Tuscan Grilled Chicken Under A Brick Recipe


Ingredients

  • 1 small clove garlic
  • 1 tbs. fresh sage
  • 1/2 tbs. fresh rosemary
  • 1/4 tsp. crushed red pepper flakes
  • kosher salt and freshly ground black pepper
  • 4 8-oz. bone-in, skin-on chicken breast halves
  • extra-virgin olive oil
  • vegetable oil for the grill
  • 1 medium lemon, sliced into 4 wedges for garnish

  • Instructions  
  • In a food processor, pulse the garlic, sage, rosemary, pepper flakes, 1-1/2 Tbs. salt, and 1 tsp. pepper until finely chopped.
    Pat the chicken breasts dry with paper towels. Lightly brush both sides of the chicken with olive oil and season each breast with 1 tsp. of the herbed salt. Let stand at room temperature while preparing the grill.
    Prepare a gas or charcoal grill fire for direct grilling over medium heat (350°F).

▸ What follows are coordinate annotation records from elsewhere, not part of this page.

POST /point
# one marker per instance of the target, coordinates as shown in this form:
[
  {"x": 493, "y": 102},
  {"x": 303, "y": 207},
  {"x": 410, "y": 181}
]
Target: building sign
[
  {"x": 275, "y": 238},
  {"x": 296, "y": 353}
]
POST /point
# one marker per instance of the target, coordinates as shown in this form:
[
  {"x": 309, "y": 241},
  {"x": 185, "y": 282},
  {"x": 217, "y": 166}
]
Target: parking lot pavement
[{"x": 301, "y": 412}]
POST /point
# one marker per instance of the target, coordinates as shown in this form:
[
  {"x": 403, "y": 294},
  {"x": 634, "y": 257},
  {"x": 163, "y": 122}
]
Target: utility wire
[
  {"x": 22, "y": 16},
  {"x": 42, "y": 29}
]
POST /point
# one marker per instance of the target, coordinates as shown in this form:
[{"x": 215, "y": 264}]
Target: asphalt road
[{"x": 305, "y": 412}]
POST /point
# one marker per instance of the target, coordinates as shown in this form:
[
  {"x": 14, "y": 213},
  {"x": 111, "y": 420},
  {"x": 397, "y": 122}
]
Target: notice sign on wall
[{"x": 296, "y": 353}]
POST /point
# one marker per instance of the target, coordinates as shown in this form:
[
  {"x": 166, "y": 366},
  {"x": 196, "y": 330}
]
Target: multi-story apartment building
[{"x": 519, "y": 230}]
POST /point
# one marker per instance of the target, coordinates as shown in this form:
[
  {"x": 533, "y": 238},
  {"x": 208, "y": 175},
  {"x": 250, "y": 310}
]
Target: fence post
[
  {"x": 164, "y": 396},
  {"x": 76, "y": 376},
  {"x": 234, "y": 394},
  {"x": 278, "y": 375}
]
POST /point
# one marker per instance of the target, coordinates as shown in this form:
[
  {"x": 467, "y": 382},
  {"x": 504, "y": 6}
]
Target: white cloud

Wrap four bricks in heavy-duty aluminum foil.
    If using a charcoal grill, sprinkle 1 cup of unsoaked wood chips (preferably oak) over the coals. Replace the grill grate. If using a gas grill, use two layers of heavy-duty aluminum foil to make a V-shaped packet to hold the wood chips. Set the foil packet between two burners and add the chips to the foil packet. Replace the grill grate.
    Clean the grate with a wire brush and, using tongs, wipe the grate with a paper towel or cloth dipped in oil.
    Arrange the breasts skin side down on the grill on a diagonal to the grate. Put a brick on top of each chicken breast. Grill (covered if using a gas grill) until the skin is crisp and golden-brown, 8 to 10 minutes. If flare-ups occur, move the chicken to a different part of the grill.
    Using grill mitts or tongs, remove the bricks, flip the chicken over, and replace the bricks. Continue to grill (covered if using a gas grill) until an instant-read thermometer inserted in a thick part of a breast reads 165°F, 8 to 10 minutes more.
    Transfer the chicken breasts to a platter or plates and drizzle with additional olive oil. Serve with the lemon wedges and the remaining herb salt on the side.